O Brasil enfrenta uma das ondas de calor mais intensas de sua história, com temperaturas que superam os 40°C em diversas regiões e sensação térmica que chega a 65°C, próximo ao limite considerado suportável para o ser humano. O fenômeno, que já afeta milhões de pessoas, é um reflexo da crise climática global, que tem batido recordes consecutivos de temperatura. Em janeiro de 2025, o planeta registrou 1,75°C acima dos níveis pré-industriais, segundo o Serviço Copernicus para Mudanças Climáticas da União Europeia. O calor extremo não é apenas um incômodo, mas uma ameaça à saúde, ao trabalho e à vida cotidiana, especialmente para quem depende de atividades ao ar livre.
No Rio Grande do Sul, a onda de calor levou ao adiamento do início do ano letivo, após uma liminar que considerou os riscos à saúde de alunos e professores em escolas sem infraestrutura adequada. A presidente do Sindicato das Professoras(es) e Funcionárias(os) de Escola do RS (CPERS), Rosane Zan, criticou a decisão do governo estadual de retomar as aulas após dois dias, ignorando os alertas científicos sobre as mudanças climáticas. “O estado está na rota de mudanças climáticas severas”, afirmou, destacando a necessidade de investimentos urgentes em infraestrutura escolar.
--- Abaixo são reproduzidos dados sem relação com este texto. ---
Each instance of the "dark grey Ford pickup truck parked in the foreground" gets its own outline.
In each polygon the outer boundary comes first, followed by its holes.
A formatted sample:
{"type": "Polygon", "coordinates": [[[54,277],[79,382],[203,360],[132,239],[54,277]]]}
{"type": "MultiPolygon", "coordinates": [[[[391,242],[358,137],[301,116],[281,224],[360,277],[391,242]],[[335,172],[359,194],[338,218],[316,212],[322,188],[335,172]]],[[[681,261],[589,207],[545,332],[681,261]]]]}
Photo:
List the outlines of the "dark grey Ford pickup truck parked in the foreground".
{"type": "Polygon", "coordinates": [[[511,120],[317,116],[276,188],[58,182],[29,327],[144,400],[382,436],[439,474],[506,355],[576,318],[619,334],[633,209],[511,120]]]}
No Rio de Janeiro, a sensação térmica ultrapassou os 40°C, e a cidade atingiu o nível 4 de calor, o mais alto do protocolo municipal de temperaturas extremas. Moradores como Dona Maria das Flores improvisam soluções para se proteger do sol, como cobrir a cabeça com folhetos de propaganda. “Não adianta nada, mas a gente faz qualquer coisa para se proteger do calor”, disse ela, enquanto caminhava pelas ruas de Niterói, onde termômetros marcavam 45°C.
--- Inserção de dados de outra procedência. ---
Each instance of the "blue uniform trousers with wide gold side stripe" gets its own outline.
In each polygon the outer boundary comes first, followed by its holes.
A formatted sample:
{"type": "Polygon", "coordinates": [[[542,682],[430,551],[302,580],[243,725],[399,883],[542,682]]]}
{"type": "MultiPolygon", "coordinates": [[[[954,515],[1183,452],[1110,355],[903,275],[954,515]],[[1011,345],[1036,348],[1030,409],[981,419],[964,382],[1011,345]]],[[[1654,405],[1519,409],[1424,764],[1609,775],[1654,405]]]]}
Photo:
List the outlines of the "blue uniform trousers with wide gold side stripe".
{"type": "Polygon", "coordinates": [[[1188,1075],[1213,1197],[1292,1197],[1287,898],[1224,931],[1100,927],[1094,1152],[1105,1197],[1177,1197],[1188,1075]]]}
A pesquisadora Bruna Pavani, do Instituto Internacional para Sustentabilidade, aponta que medidas imediatas, como a instalação de fontes de água potável e áreas sombreadas, são essenciais para mitigar os efeitos do calor. No entanto, ela ressalta que é crucial combater as causas do problema. “Precisamos de ações de prevenção para que a temperatura não suba ainda mais”, afirma. A expansão urbana desordenada e a redução de áreas verdes e permeáveis agravam o problema, criando ilhas de calor que elevam as temperaturas nas cidades.
O pesquisador Luiz Marques, autor do livro O Decênio Decisivo, critica a falta de compromisso global com a redução das emissões de gases de efeito estufa. “Tivemos três grandes tratados internacionais sobre o meio ambiente e, de 1992 para cá, não houve progresso. Fracassamos completamente”, diz. Ele também aponta o agronegócio como um dos principais responsáveis pela destruição de biomas como a Mata Atlântica, essencial para regular o clima e evitar desastres como enchentes e secas.
Enquanto isso, em outras partes do mundo, milhões de pessoas já vivem os impactos da crise climática. Na Índia, Shakeela Bano e sua família dormem na laje de casa para escapar do calor insuportável dentro de seu quarto sem janelas. No Canadá, Patrick Michell, líder da Primeira Nação Kanaka Bar, viu sua cidade ser consumida por incêndios florestais após uma onda de calor que atingiu 53°C. “Não são mais incêndios florestais, são infernos”, desabafa.
A crise climática não é mais uma ameaça distante. Ela já está transformando vidas e ecossistemas, exigindo ações urgentes e coordenadas. Enquanto governos e corporações falham em cumprir acordos internacionais, a população busca soluções improvisadas para sobreviver ao calor extremo. A pergunta que fica é: até quando será possível adaptar-se a um planeta cada vez mais quente?